Em outubro de 2003, tendo em conta a recomendação de um grupo de pessoas como a Ana Maria Medeiros da Fonseca, Miriam Belchior e outros economistas, foi recomendado ao presidente Lula unificar e racionalizar os quatro programas. Bolsa-escola, bolsa-alimentação, auxilio-gás e cartão alimentação foram unificados e racionalizados no chamado Bolsa Família, que em dezembro de 2003 tinha 3 milhões de famílias inscritas e beneficiárias, aumentando gradualmente até 2014/15 para 14,2 milhões.
Durante este período de 2003 a 2014-15, gradualmente foi diminuindo tanto o coeficiente de GINI, a proporção de famílias em condições de pobreza absoluta e pobreza extrema no Brasil, inclusive a ponto de 2014 a ONU ter dito que o Brasil estava saindo do mapa da fome.
Cofecon – Apesar de ainda não ter sido regulamentada, a renda básica de cidadania está presente na lei 10.835/04, que surgiu de um projeto de sua autoria no Senado.
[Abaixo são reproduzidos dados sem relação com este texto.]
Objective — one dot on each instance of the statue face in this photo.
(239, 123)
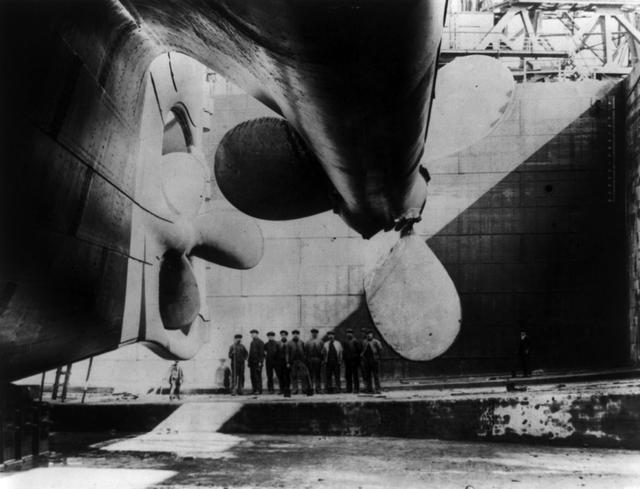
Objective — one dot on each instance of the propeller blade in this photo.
(228, 238)
(179, 299)
(473, 95)
(413, 301)
(265, 169)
Eduardo Suplicy – Interagindo com os economistas e filósofos que estudam a garantia de renda no mundo inteiro, fiquei persuadido de que melhor que um imposto de renda negativo associado à educação e saúde é a renda básica de cidadania, incondicional e universal. Em dezembro de 2001, apresentei um novo projeto para que a partir de 2005 fosse instituída a renda básica de cidadania. Em fevereiro de 2002 publiquei um livro Renda de Cidadania: A Saída É Pela Porta, no Fórum Social Mundial de Porto Alegre.
Na Comissão de Assuntos Econômicos o senador Francelino Pereira foi designado relator. Dei a ele meu livro e ele me disse: Eduardo, é uma boa ideia, mas você precisa torná-la com a Lei de Responsabilidade Fiscal. Que tal você aceitar um parágrafo que diga que será instituída por etapas a critério do poder executivo começando pelos mais necessitados? Eu achei de bom senso e aceitei. Graças a essa recomendação do Francelino Pereira, em dezembro de 2002 o Senado aprovou por consenso de todos os partidos. Na Câmara, houve um consenso de praticamente todos os partidos. Conversei com o ministro Antonio Palocci, que disse ao presidente Lula que como era para instituir por etapas, poderia sancionar. Numa brevíssima cerimônia, levei minha mãe a Brasília pela última vez – ela viria a falecer aos 105 anos. Celso Furtado se encontrava lecionando na Sorbonne, em Paris. Eis a mensagem que ele enviou por ocasião da sanção do projeto: “Neste momento em que Vossa Excelência sanciona a Lei da Renda Básica de Cidadania, quero expressar a convicção de que com essa medida, nosso paíss se coloca na vanguarda daqueles que lutam pela construção de uma sociedade mais solidária. Com frequência o Brasil foi referido com o um dos últimos países a abolir o trabalho escravo; agora, com este ato que é fruto do civismo e da ampla visão social do senador Eduardo Suplicy, o Brasil será referido como o primeiro que institui um sistema de solidariedade tão abrangente e ademais aprovado pelos representantes de seu povo. Celso Furtado, Paris, 8 de janeiro de 2004. Aproveito a oportunidade para almejar a Vossa Excelência que continue a ter êxito na missão que lhe foi dada”.